Izalci Lucas (PSDB-DF) também tem problemas a serem resolvidos. Acusado de integrar suposto esquema de desvio de recursos públicos no Programa de Inclusão Digital, em 2009, quando era secretário do GDF, chegou a ter a quebra de seu sigilo fiscal e bancário autorizado pelo Ministro do STF Edson Fachin. O deputado nega as acusações, mas segundo a Polícia Civil e o Ministério Público há fortes indícios da existência de organização criminosa que atuou no Distrito Federal com a finalidade de se locupletar (enriquecer) dos recursos públicos repassados para a FGL (Fundação Gonçalves Lêdo), fruto da Operação Firewall. Ainda de acordo com a Polícia Civil o esquema teria começado em 2009, quando foi firmado um acordo sem licitação entre a fundação e a FAP/DF, vinculada à Secretaria de Ciência e Tecnologia. O contrato previa o repasse de R$ 135 milhões para a FGL em cinco anos e o desvio teria sido de R$ 30 milhões (Leia Aqui).

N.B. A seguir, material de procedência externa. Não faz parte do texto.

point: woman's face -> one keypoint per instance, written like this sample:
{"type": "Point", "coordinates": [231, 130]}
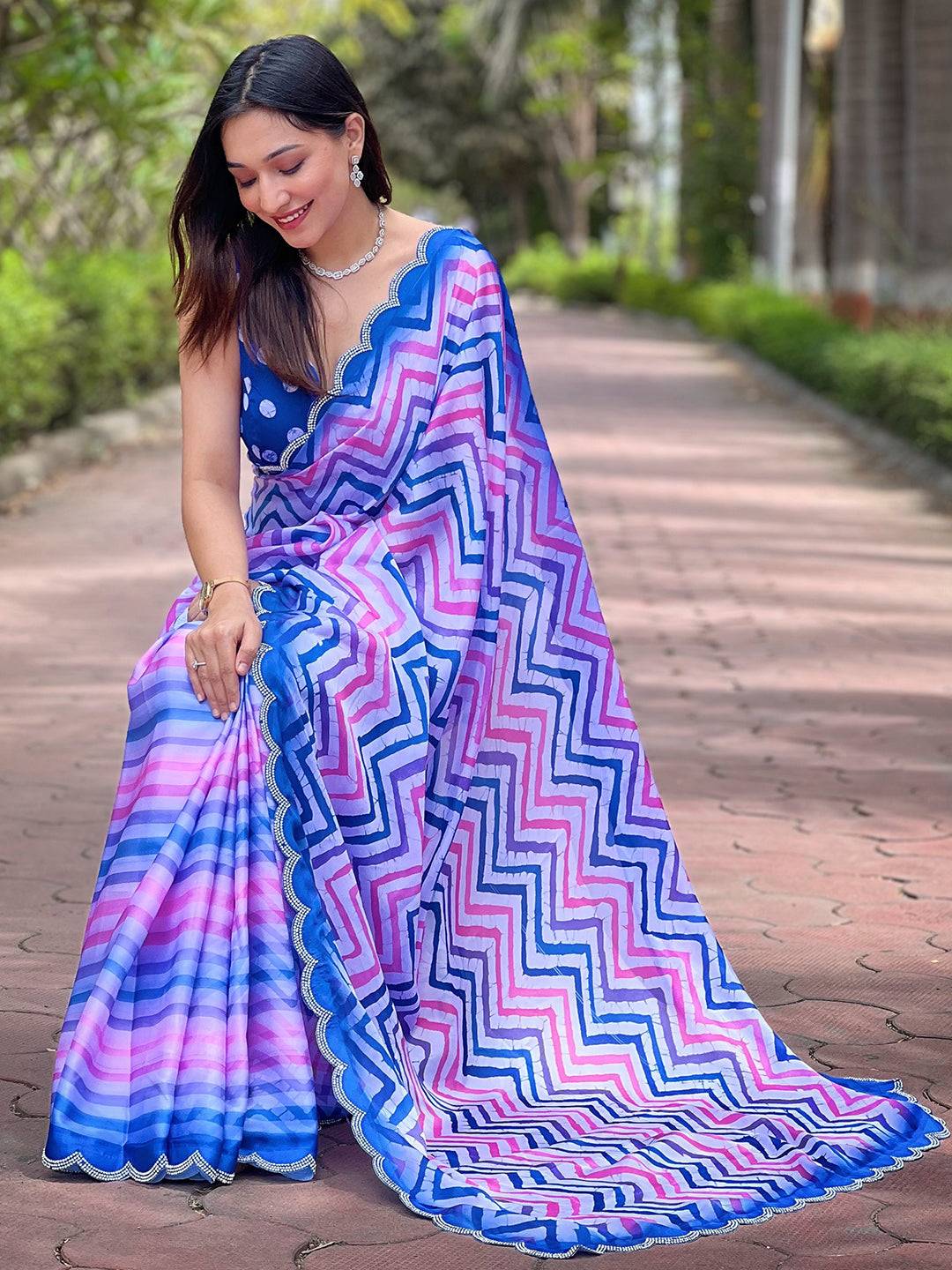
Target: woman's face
{"type": "Point", "coordinates": [312, 172]}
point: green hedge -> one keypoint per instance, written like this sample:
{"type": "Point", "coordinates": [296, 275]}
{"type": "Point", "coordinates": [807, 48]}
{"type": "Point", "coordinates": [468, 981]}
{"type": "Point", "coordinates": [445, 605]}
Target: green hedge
{"type": "Point", "coordinates": [86, 332]}
{"type": "Point", "coordinates": [902, 378]}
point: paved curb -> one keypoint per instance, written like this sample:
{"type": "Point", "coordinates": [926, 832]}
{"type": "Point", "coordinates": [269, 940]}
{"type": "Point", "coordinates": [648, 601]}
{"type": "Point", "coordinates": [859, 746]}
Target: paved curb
{"type": "Point", "coordinates": [894, 455]}
{"type": "Point", "coordinates": [155, 418]}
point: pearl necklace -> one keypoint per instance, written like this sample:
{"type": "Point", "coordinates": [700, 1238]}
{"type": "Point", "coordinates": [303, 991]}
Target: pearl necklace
{"type": "Point", "coordinates": [352, 268]}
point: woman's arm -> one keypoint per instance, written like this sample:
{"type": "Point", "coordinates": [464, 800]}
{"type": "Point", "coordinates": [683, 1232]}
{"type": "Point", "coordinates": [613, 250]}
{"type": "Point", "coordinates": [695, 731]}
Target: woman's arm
{"type": "Point", "coordinates": [211, 517]}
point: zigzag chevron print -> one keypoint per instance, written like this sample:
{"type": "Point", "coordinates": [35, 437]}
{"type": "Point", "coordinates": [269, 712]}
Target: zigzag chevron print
{"type": "Point", "coordinates": [423, 879]}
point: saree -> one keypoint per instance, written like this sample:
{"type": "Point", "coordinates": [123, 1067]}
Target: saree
{"type": "Point", "coordinates": [421, 879]}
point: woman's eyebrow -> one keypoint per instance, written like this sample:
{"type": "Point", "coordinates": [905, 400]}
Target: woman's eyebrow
{"type": "Point", "coordinates": [271, 155]}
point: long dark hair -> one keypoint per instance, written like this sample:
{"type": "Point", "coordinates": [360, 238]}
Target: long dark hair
{"type": "Point", "coordinates": [300, 79]}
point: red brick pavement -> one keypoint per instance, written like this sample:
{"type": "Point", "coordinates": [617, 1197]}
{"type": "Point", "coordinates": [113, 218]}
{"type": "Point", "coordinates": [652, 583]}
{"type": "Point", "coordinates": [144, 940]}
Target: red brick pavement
{"type": "Point", "coordinates": [784, 621]}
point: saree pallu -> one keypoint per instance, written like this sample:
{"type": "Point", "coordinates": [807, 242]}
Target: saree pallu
{"type": "Point", "coordinates": [423, 878]}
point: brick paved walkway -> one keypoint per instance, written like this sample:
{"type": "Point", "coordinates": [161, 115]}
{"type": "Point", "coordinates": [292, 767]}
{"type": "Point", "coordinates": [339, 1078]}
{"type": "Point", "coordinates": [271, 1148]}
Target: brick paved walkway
{"type": "Point", "coordinates": [784, 620]}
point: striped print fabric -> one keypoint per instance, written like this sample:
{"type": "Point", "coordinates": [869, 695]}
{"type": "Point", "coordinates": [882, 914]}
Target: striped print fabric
{"type": "Point", "coordinates": [423, 878]}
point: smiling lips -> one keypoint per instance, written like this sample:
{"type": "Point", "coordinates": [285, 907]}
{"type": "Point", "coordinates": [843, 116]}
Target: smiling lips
{"type": "Point", "coordinates": [294, 217]}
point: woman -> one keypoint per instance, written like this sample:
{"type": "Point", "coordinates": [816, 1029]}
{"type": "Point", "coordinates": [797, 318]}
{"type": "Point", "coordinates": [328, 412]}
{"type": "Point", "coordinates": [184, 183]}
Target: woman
{"type": "Point", "coordinates": [386, 845]}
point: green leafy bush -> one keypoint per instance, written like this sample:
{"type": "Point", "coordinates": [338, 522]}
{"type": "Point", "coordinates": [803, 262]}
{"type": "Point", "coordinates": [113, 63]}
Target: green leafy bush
{"type": "Point", "coordinates": [34, 352]}
{"type": "Point", "coordinates": [902, 378]}
{"type": "Point", "coordinates": [121, 302]}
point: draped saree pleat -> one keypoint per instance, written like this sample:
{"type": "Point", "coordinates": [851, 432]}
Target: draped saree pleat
{"type": "Point", "coordinates": [423, 878]}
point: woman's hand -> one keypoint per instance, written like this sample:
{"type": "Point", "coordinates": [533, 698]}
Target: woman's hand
{"type": "Point", "coordinates": [227, 641]}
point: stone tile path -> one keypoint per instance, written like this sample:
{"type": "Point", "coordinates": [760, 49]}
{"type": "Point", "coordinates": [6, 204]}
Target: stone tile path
{"type": "Point", "coordinates": [784, 619]}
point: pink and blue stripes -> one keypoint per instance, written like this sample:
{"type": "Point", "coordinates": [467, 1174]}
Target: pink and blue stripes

Rogério Rosso também terá dores de cabeça até 2018. O processo que o acusava, supostamente, de favorecer a deputada distrital Liliane Roriz em sua campanha de 2010 colocando servidores comissionados para trabalhar, acaba de chegar ao Supremo Tribunal Federal, segundo divulgado no blog do Donny Silva. À época, Rosso era governador do Distrito Federal. O inquérito apura crime eleitoral e peculato, quando um funcionário público tira proveito indevido em razão do cargo que ocupa. Tanto Rosso como Liliane negam as acusações.
Por fim, Rodrigo Rollemberg. De acordo com a população e a grande massa de servidores públicos do DF, atualmente o governador não passaria de uma eleição para síndico. Segundo o Instituto Paraná Pesquisas, em agosto/2016 a rejeição a Rollemberg chegava a 63,7%, e somente 14,1% aprovavam sua gestão. Tudo pode mudar, sem dúvidas, principalmente para quem detém o poder da máquina administrativa nas mãos, mas diante da cultura política que vem se sobressaindo nos eleitores, dificilmente o governador conseguirá reverter a situação em dois anos. Ao ferir mortalmente 32 carreiras de servidores públicos que tinham seus direitos de reajustes salariais garantidos, e cortados sumariamente, Rodrigo Rollemberg praticamente deu adeus a qualquer esperança de reeleição.
A rejeição da política, reforçada por grandes escândalos e operações, como a Lava-Jato e a Acrônimo, a nível nacional, e a Operação Dracón da Polícia Civil e Ministério Público do DF, são situações que estão sendo acompanhadas com bastante atenção pela população brasiliense. Fatalmente, quem estiver metido nessas operações será carta fora do baralho. Por outro lado, os grupos de oposição ao governo Rollemberg têm se reunido bastante nos bastidores buscando uma articulação capaz de fazer frente em 2018.  O momento é crítico para o governo com a crise com os servidores que tende a se agravar com os sindicatos.
Resta saber se a direita terá capacidade de anular suas vaidades e formar um bloco capaz de vencer as eleições que acontecerão daqui a dois anos. Uma fonte que pediu para não ser identificada deixou claro que a ordem é unir em torno do que estiver melhor, mas diante de tantos problemas judiciais, a dúvida que paira ainda é quantos chegarão a outubro de 2018 com condições de concorrer a um cargo majoritário.
E por falar em vaidades, para encerrar a pergunta que muitos eleitores devem estar se fazendo: Porque o nome do deputado federal Alberto Fraga (DEM-DF) não foi mencionado na matéria? Será porque Fraga parece ser a única oposição de fato e de direito contra esse governo e não tem rabo preso?